Online Entertainment

Google Media Server: A Giant Toe in the Door?

It already dominates the Internet — why not the TV? Probably Google wasn’t thinking exactly in those terms when it conceived the idea for Google Media Server, its latest addition to a ballooning product line. But planting a foothold in a medium in which it so far only dabbles is clearly the driver behind this release.

Google Media Server is the company’s latest enhancement to its Google Desktop suite. Basically, it is software that allows users to view content from the Internet on a television.

Unlike many other media server software applications, it can support videos from YouTube and photos from Picasa Web Albums — both Google properties.

It runs using Google Desktop technology — e.g., Desktop gadgets for the administration tool and Google Desktop Search to locate media files. “All you need is a PC running Google Desktop and a UPnP-enabled device such as a PlayStation 3, wrote Software Engineer David Garcia.

True Convergence

If nothing else, anytime Google makes a new announcement or acquisition, it is difficult to resist reading into what that one-off development really means for the big picture. The Google Media Server is no exception.

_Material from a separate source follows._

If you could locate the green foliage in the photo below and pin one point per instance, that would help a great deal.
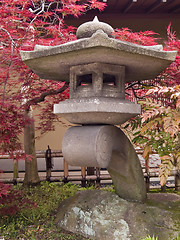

Media Server illustrates the vanishing distinctions between the Internet, mobile phones and more traditional communication channels such as television — a blurring of the lines that Google is leveraging very well, William Madway, a marketing professor at the Villanova School of Business, told TechNewsWorld.

“So media content has to be able to migrate to any platform,” he said. “What’s interesting about this is that the content is migrating from PCs to a stationary device; that’s in contrast to most of the migration occurring today, but nonetheless, a very wise move. It also is very open in its architecture, working with the video leader, YouTube, intstead of a proprietary software.”

Others take a more parochial view.

Google Media Server “is a bit — but an important bit — player in its long-term strategy of creating true convergence,” Jordan Hudgens, CEO of Vidshadow, an online video network, told TechNewsWorld.

Google has become the largest distributor of online media on the Web, he continued — and now it is exploring the potential of cross-platform distribution.

The point, of course, is the continued monetization of its content. With the TV in is grasp, Hudgens said, Google has another channel for placing targeted ads.

“These ads will get different rates and have different targeting and relevance for advertisers,” he predicted.

Reinventing the Wheel?

Google is not the first Internet player to try to make the leap to the living room TV screen, notes Sterling Market Intelligence Principal Analyst Greg Sterling. Other market entrants include SlingMedia, TiVo, Apple TV and Hulu. One way or another, he said, “the two ‘platforms’ are quickly becoming interoperable, and the screen in the living room will eventually just be a big PC in addition to an on-demand premium content distribution channel.”

More provocative, though, is Google’s move into original content distribution online through an initial deal with Seth MacFarlane, creator of TV’s “Family Guy” cartoon, says Sterling.

There are two ways to view that move, he wrote: “It is either a creative extension of Video for AdSense and related experiments, or it’s Google moving into original content creation and distribution.”

Google as a TV network? Who knows? Maybe Google really was thinking about TV domination when it conceived of Media Server.

1 Comment

  • Looks like a good development. I AM already using the new ROKU device to view instant downloads of movies from Netflix and have been hoping something would come along to enable easier viewing of other computer features on the big screen digital TV.

    How does one get started with this nevice?